Well, I went to that link and immediately thought of the physics lab at the Univ of Oregon, where my son works. He recently took me on a behind-the scenes tour and showed me the demo with the highest "simplicity versus coolness factor" that they have. It's just a chunk of metal shaped like a yoke from a car u-joint (like a small pipe cross except solid metal) hanging from a spring. Pull it straight down, let go and it bounces up and down, up and down... and pretty soon the "yoke" begins to rotate back and forth a little while bouncing up and down, then a little more, and soon the vertical motion completely stops, and this little yoke is winding up and unwinding that spring like the mechanism in an old clock, then the vertical motion begins, and gets bigger and the spinning slows... It was entrancing, and I thought it was the best ever exhibit!
Until today... boy could they wake up the sleepyheads in physics 101 with that demo you linked to!
Here's another one: on my car ('95 Ford Contour), if I pluck the radio aerial, it swings back and forth in a plane at first, then the end starts describing an elliptical motion until it's eventually vibrating in a plane perpendicular to the one it started in, then the process reverses.
I *think* what's going on is that the aerial might be slightly elliptical so it has slightly different resonance frequencies in the different directions,
Gotta find a spring and try that yoke trick.......
Nope. Coupled resonances. Gauranteed to happen. Don't know if you saved it but we had that discussion back in May '02. I set it up in APL and sent you the graphs. I'll send it agian if you like. If you want to duplicate it in MathCAD (that's the one you have isn't it) just set up a Runge-Kutta solution for two identical SHM's and run it with initial conditions to start one but not the other. This is to convince you that there is no coupling yet. Now add a _small_ amount of the displacement of each to the other and plot again. You will see the described phenomenum.
Then when you make the physical one, you'll know how to explain it! :-)
My favorite example is coupled pendulums. A pendulum exhibits approximately SHO behavior.
Take a string and stretch it horizontally taught. Suspend two weights from strings attached to the first string making two pendulums. Start one pendulum swinging and watch the energy transfer to the other pendulum and back. The pendulum that starts swinging will be a quarter cycle ahead of the other pendulum. When the first pendulum comes to rest, it pauses to let the other pendulum get a quarter cycle ahead.
I haven't found a web reference yet for the oscillating yoke/cross, but I'll have my son take pictures, then I'll post them in the drop box after MLK day.
Or, were you referr>OK, any references to that experimental item that we can go to?
Coupled pendulums are nice, and so are chaotic pendulums. Here are directions for a small chaotic pendulum; scale up as desired.
From .5"x.2" aluminum bar, cut a 4" piece and a 6.5" piece.

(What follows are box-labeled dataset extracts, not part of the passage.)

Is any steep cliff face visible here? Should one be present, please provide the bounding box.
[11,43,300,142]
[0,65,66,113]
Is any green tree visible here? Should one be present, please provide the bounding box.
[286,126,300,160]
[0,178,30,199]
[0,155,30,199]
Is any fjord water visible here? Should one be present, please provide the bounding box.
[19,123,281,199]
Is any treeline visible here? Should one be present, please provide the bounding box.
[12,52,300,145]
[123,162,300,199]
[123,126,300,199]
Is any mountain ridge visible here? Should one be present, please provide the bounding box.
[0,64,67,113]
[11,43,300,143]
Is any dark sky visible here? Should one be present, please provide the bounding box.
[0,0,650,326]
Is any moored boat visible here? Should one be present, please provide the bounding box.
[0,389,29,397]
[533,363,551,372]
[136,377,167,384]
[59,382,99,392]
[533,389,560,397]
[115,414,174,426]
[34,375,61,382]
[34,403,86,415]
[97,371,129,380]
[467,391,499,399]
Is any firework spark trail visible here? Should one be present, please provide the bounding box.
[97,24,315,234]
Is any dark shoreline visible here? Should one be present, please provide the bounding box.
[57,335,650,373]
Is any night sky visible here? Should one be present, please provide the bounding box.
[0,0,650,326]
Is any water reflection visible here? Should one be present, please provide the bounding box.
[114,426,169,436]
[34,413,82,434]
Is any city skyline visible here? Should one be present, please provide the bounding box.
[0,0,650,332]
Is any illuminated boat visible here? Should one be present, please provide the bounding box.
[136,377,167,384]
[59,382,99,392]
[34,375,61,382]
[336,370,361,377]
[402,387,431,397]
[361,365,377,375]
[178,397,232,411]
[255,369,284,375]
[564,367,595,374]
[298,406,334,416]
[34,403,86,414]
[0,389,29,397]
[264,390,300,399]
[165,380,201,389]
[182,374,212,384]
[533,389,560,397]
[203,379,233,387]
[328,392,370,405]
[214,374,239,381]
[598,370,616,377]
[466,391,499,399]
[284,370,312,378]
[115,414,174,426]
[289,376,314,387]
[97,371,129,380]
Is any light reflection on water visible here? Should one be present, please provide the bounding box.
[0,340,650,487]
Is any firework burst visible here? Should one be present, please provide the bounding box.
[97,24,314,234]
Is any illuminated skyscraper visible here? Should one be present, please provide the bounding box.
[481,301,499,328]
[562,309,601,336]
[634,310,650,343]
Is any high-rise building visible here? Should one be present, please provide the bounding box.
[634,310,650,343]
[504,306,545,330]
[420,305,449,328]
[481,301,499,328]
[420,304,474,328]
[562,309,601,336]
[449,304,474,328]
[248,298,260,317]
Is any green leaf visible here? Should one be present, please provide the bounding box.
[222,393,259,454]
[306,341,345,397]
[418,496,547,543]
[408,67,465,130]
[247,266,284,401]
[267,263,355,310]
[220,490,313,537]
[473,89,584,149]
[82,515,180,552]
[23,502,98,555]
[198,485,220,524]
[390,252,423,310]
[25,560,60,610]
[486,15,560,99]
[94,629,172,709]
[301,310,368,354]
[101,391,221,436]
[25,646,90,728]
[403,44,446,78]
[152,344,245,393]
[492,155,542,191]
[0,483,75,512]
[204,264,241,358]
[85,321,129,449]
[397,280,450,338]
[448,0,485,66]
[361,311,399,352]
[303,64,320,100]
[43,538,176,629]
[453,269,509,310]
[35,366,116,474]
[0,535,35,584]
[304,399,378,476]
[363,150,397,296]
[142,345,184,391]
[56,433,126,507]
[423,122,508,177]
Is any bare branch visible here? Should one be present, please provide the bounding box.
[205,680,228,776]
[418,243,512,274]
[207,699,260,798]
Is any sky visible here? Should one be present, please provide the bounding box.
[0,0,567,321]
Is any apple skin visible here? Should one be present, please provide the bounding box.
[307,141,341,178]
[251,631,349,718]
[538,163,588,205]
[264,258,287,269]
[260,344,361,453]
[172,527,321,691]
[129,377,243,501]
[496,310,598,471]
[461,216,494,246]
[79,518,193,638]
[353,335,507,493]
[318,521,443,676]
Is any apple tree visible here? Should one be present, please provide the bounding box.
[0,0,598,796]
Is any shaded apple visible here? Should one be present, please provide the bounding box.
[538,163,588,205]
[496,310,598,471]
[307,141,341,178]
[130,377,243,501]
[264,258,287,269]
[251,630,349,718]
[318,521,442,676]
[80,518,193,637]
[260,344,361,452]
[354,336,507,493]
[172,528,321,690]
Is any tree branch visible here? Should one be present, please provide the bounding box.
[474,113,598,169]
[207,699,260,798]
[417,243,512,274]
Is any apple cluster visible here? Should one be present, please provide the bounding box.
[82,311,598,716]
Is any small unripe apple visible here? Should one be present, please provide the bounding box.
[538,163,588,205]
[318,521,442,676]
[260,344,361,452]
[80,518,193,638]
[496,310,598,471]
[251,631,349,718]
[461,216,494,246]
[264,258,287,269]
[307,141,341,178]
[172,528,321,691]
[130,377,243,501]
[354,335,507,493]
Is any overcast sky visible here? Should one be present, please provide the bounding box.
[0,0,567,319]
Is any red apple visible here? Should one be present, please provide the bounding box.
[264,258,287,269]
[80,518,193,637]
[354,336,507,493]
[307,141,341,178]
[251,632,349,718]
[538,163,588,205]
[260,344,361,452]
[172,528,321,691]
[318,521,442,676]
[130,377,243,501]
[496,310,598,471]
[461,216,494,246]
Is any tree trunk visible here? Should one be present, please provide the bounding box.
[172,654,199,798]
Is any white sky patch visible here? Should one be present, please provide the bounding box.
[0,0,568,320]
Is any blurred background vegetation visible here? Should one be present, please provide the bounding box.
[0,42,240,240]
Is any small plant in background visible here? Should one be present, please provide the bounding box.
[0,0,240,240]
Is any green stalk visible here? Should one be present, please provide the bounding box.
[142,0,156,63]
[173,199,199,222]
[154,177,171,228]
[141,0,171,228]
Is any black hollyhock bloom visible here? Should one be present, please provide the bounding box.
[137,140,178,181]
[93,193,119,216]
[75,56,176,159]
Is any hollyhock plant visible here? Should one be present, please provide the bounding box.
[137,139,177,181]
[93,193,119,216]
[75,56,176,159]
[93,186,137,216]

At A and B (see diagram) drill holes for press fit of .250"-diameter roller bearing; at C, drill for press fit of a shaft. A B C --------------------------- -------------- |o o| |o | --------------------------- -------------- Make an 11"-high stand and attach a shaft through bearing at A. Attach a shaft from C through bearing B.
Now give the coupled bar a push. As the long bar spins around A and the short bar around B, from time to time the short bar will do strange flips, reverse direction, start and stop, etc.
The bearings I used came out of old disk drives. They have short stub shafts tightly pressed into the inner race, and work ok for this thing without modification.